I have tried to do so many different things around my home, my church, and in my life in general that have not panned out the way I expected. Over the last four years my pain has grown exponentially. It has grown from being a nuisance to being major pain especially in my shoulders and back. I recently volunteered several hours of my time to my church’s Wednesday night meal and payed for the three hours I spent helping by being laid up for close to five hours the next day. The sad part in all of this is I used to be a cook who would would 9-12 hours a day in a kitchen. Now I cannot seem to put in four hours without paying dividends on it in pain.
I don’t know about you, but for me to not be able to do simple things I once did makes me feel less than. Less than a man, less than acceptable, less than a lot of things. I miss being able to cut my own grass, help with with more household chores and so many other things.
With all of my new limitations I tend to find myself asking the question of “Why Me Lord?” when in reality I need to realize why not me, what makes me so special that I should not have to face hardship in this life. It has taken me some time to realize this but there are times we are just going to go through hardship. Some of my greatest encouragement comes from the book of Job, where God allows Satan to test Job on so many fronts, but he is not allowed to kill him. He takes away his health, wealth, and most of his family, to see if Job will “…curse God and die.” But Job realizes that it is the Lord who gives and takes away.

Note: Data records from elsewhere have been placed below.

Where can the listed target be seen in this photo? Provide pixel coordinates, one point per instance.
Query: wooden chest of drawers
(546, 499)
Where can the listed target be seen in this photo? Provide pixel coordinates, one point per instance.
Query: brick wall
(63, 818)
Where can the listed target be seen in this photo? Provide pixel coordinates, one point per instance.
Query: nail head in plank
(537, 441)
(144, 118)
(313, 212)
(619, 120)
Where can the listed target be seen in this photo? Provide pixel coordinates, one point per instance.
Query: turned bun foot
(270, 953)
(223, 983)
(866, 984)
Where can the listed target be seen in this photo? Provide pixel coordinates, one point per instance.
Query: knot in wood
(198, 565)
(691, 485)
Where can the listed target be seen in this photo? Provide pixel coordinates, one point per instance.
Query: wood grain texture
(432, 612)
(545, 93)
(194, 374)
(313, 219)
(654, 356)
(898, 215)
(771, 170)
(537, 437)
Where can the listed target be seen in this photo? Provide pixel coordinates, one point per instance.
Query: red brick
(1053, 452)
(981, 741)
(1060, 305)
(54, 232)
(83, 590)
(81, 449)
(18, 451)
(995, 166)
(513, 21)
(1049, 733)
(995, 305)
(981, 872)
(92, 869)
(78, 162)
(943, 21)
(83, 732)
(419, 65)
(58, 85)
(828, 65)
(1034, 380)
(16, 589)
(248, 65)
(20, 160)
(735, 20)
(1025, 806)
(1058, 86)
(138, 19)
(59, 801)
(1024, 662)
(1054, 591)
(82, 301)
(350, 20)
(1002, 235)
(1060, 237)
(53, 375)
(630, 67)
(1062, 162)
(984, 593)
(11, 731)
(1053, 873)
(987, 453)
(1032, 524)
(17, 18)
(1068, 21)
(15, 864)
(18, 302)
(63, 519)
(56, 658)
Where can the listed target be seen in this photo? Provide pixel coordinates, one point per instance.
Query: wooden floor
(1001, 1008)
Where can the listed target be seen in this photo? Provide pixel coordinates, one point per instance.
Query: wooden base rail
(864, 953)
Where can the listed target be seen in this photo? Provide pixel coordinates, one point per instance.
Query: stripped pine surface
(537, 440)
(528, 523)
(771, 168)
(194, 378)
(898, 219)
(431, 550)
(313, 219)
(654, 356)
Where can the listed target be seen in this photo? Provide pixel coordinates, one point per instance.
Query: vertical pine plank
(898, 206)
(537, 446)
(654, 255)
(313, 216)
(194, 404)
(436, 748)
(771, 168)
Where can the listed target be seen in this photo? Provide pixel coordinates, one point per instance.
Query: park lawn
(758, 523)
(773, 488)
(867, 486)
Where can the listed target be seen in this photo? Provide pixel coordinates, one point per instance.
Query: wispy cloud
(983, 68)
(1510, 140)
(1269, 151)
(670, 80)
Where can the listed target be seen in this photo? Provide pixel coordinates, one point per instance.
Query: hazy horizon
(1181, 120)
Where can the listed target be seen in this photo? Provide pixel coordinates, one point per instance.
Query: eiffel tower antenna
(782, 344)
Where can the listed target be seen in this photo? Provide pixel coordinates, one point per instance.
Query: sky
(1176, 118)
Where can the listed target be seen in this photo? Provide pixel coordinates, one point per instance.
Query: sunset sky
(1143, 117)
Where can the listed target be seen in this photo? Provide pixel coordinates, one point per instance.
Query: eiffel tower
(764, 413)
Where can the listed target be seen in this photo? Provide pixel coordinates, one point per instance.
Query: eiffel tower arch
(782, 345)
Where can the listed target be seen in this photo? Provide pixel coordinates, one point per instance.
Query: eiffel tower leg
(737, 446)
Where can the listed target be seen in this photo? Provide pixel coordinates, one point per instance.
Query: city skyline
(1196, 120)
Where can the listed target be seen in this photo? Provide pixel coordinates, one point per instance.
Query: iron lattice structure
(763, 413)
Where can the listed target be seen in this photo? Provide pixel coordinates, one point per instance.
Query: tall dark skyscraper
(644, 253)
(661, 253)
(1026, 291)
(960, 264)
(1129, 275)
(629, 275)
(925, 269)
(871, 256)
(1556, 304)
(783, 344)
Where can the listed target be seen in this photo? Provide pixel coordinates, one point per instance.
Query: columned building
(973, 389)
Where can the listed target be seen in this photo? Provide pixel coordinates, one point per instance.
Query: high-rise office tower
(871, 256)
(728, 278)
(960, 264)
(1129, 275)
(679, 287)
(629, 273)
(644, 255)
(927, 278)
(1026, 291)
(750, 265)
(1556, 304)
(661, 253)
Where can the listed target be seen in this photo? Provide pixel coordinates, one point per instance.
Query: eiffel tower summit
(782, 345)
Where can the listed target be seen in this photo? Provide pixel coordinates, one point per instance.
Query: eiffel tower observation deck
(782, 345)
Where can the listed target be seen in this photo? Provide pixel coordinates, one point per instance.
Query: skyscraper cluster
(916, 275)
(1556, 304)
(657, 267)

It is this understanding giving hope to those who trust in Jesus. He gave us life and took away death. While it is appointed for man to die once, we can have a hope no matter our situation. Our hope doesn’t lie in the things we can see it lies in the God-Man Jesus. Trusting that everything written about him in the Bible is true. So no longer do I ask “Why Me?” when things don’t seem to be going my way, because we are told to expect tests and trials by James the half-brother of Jesus. What do you tend to do when things look like they are going in a direction you weren’t expecting? Do you talk with God or do you attempt to accuse him of doing wrong by you in allowing hardship to come your way?
The things we need to do is hand over control of our lives to the one who is in control of the universe. When we understand that God loves us and is working things out for our good as long as we are his (Rom 8:28) then the situations we face won’t seem so dire. So surrender yourselves over to the one who judges justly.
Question: Where do you find peace in the midst of your trials? Who/what do you run to in tough times?